Saberes e Ciências na China antiga

in Bueno, André. 'Mirações do Celeste'. União da Vitória: Proj. Orientalismo, 2009, 174-182.




Neste último texto, trataremos da ciência tradicional chinesa, e de como ela constitui um outro modo de construção de conhecimento distinto do "ocidental". Está fora de questão discutir o quanto a China moderna aprendeu com estas importações tecnológicas; contudo, fiel a proposta deste livro, queremos entender o que sobrevive, na estrutura do pensar chines, desta forma de investigação científica, e as razoes de sua durabilidade. Um estudo deste gênero se baseia em fontes antigas, mas que estão dispersas. Por uma grande ironia, o responsável por agrupá-las novamente foi um pesquisador inglês, Joseph Needham, que na década de 50 iniciou sua vasta e densa obra Sciene and civilization in China, cujo objetivo era o descobrir o que - e como - foi inventado neste país. Grande parte deste capítulo deve-se a esta obra.

Antes de Needham, os historiadores ocidentais se contentavam em afirmar que aquilo que os chineses haviam descoberto era um acaso ou, era importado do oriente médio ou da Índia. Nada valorizava, de fato, o conhecimento chinês.

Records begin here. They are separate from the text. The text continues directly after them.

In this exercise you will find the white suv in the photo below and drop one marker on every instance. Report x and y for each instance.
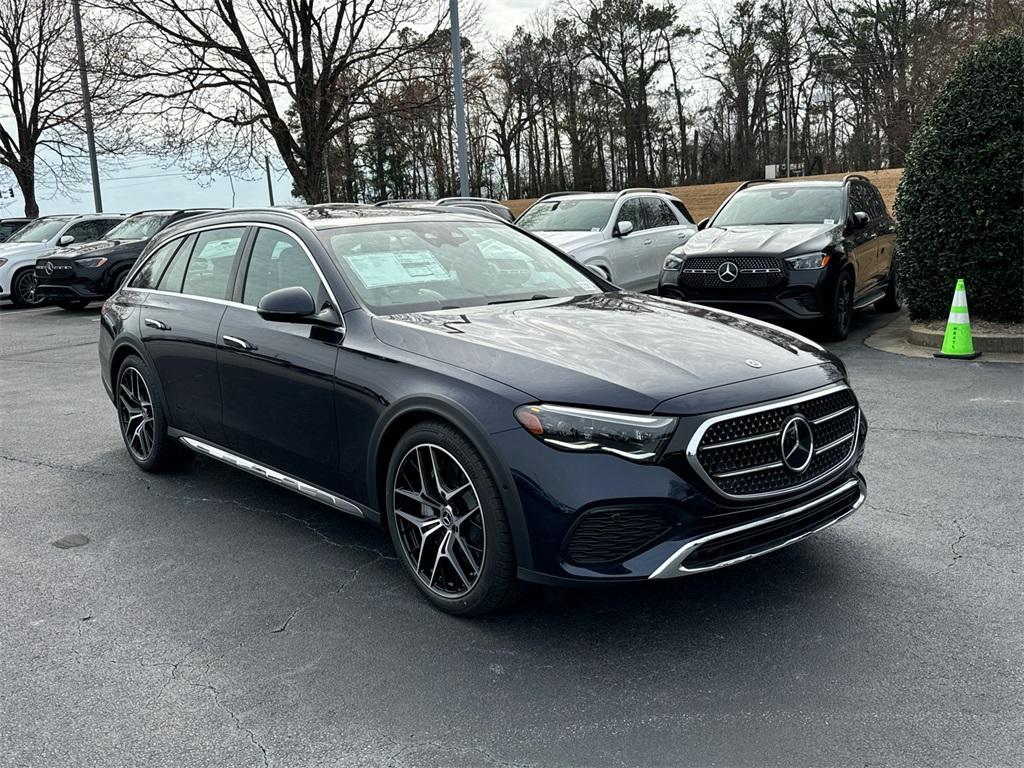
(18, 254)
(625, 236)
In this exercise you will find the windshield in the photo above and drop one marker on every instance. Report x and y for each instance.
(417, 266)
(39, 230)
(765, 205)
(142, 226)
(589, 214)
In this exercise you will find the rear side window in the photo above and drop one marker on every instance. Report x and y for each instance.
(213, 256)
(151, 270)
(278, 261)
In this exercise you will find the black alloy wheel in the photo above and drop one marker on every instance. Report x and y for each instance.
(448, 521)
(840, 317)
(140, 415)
(23, 290)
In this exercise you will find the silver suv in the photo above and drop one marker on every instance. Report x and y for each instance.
(625, 236)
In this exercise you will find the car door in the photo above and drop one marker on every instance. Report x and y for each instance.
(180, 320)
(276, 379)
(666, 232)
(861, 242)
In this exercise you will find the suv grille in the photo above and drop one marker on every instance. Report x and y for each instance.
(741, 456)
(755, 271)
(611, 535)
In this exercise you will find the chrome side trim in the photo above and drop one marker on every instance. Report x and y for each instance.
(694, 443)
(280, 478)
(674, 565)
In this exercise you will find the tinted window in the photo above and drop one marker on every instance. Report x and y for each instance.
(210, 266)
(278, 261)
(783, 205)
(632, 211)
(419, 266)
(658, 213)
(176, 271)
(571, 214)
(148, 273)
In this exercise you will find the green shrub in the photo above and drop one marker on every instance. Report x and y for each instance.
(958, 206)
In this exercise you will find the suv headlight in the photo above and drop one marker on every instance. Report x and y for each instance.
(808, 261)
(638, 438)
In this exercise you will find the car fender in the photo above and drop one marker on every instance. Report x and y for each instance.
(455, 413)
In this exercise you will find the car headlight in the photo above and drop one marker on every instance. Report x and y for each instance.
(808, 261)
(638, 438)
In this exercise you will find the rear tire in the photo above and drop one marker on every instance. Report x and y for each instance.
(840, 313)
(448, 522)
(23, 289)
(142, 420)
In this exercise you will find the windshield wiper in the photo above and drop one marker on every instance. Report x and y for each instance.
(535, 297)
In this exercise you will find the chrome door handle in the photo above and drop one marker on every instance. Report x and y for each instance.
(235, 341)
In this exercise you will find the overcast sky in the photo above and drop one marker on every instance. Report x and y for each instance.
(140, 183)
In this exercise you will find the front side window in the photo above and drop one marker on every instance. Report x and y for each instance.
(571, 214)
(141, 226)
(213, 256)
(418, 266)
(767, 205)
(39, 230)
(278, 261)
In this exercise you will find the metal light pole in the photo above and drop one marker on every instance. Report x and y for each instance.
(460, 107)
(87, 107)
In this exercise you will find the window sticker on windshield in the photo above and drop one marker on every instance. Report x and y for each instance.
(384, 269)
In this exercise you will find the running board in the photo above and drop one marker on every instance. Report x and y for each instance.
(279, 478)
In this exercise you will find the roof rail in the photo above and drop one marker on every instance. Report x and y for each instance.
(643, 188)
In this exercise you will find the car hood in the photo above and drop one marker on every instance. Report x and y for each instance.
(570, 241)
(776, 240)
(623, 350)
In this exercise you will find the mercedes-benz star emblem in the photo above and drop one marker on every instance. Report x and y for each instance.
(797, 444)
(727, 271)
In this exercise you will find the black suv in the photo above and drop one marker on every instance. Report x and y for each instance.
(94, 270)
(805, 250)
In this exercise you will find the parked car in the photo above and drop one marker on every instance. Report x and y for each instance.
(10, 225)
(472, 205)
(804, 250)
(89, 271)
(506, 414)
(624, 236)
(18, 254)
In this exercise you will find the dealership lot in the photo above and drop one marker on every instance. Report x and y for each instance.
(215, 620)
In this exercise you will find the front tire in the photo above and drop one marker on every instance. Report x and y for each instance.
(840, 317)
(142, 421)
(448, 521)
(23, 289)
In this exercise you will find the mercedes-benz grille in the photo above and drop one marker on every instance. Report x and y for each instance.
(779, 448)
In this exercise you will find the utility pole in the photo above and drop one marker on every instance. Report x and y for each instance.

Os próprios chineses sentiam, também, um sentimento de inferioridade e desinteresse muito grande pela sua cultura antiga, em função dos tempos obscuros e de atraso promovidos pela dinastia Qing.

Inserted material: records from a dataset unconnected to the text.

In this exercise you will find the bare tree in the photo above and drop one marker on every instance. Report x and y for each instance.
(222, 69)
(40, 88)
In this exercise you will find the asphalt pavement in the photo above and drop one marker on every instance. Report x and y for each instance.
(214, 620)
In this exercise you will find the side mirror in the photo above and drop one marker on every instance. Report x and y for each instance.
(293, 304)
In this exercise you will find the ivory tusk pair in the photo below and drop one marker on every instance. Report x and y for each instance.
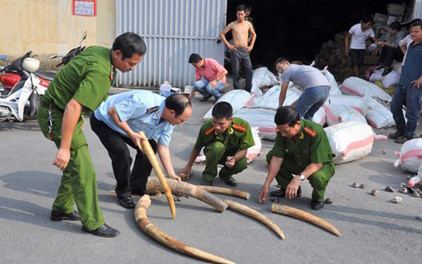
(305, 216)
(255, 215)
(146, 147)
(188, 189)
(157, 234)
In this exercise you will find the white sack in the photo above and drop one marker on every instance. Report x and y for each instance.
(262, 76)
(350, 141)
(360, 87)
(237, 98)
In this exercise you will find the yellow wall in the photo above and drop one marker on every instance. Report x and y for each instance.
(48, 27)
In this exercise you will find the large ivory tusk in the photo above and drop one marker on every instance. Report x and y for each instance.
(146, 147)
(188, 189)
(305, 216)
(157, 234)
(226, 191)
(241, 208)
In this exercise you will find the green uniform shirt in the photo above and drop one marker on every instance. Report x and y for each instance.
(238, 136)
(86, 78)
(311, 145)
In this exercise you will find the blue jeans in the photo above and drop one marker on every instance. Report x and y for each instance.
(204, 88)
(410, 97)
(311, 100)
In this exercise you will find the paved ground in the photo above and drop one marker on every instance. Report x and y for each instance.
(374, 230)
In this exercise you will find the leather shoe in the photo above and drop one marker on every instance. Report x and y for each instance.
(282, 193)
(206, 183)
(315, 205)
(395, 135)
(60, 216)
(127, 202)
(103, 231)
(230, 181)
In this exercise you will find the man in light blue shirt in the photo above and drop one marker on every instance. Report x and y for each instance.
(117, 122)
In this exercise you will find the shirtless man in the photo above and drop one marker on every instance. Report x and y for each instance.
(240, 50)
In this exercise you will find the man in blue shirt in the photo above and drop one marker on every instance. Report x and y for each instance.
(408, 91)
(117, 122)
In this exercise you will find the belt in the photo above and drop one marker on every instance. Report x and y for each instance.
(49, 105)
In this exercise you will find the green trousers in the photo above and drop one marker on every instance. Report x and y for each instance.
(215, 154)
(78, 184)
(319, 180)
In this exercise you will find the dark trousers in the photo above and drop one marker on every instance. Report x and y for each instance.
(238, 56)
(410, 97)
(116, 144)
(388, 55)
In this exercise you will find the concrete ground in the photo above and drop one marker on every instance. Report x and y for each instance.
(374, 229)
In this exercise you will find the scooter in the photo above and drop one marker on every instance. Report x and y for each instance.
(9, 77)
(23, 99)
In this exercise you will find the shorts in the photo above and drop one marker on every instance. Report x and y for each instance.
(357, 56)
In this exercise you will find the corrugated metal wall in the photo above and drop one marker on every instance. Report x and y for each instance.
(417, 9)
(172, 30)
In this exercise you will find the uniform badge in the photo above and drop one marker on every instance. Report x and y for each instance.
(153, 109)
(310, 131)
(239, 127)
(209, 131)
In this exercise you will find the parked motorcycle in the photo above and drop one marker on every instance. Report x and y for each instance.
(23, 99)
(9, 77)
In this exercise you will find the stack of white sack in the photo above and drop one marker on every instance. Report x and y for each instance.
(334, 89)
(269, 100)
(342, 113)
(262, 77)
(255, 150)
(409, 157)
(350, 141)
(237, 98)
(389, 80)
(360, 87)
(261, 118)
(379, 116)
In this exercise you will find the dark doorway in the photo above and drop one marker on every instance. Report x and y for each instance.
(298, 28)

A retomada deste conhecimento foi paulatina, e deveu muito as revoluções chinesas no século 20. Só assim a sociedade interessou-se em investigar novamente a si mesma, e suas origens. A procura de um equilíbrio entre a ciência ocidental e a chinesa é buscado, desde então, por meio de estudos comparativos que possam explicar e justificar uma a outra.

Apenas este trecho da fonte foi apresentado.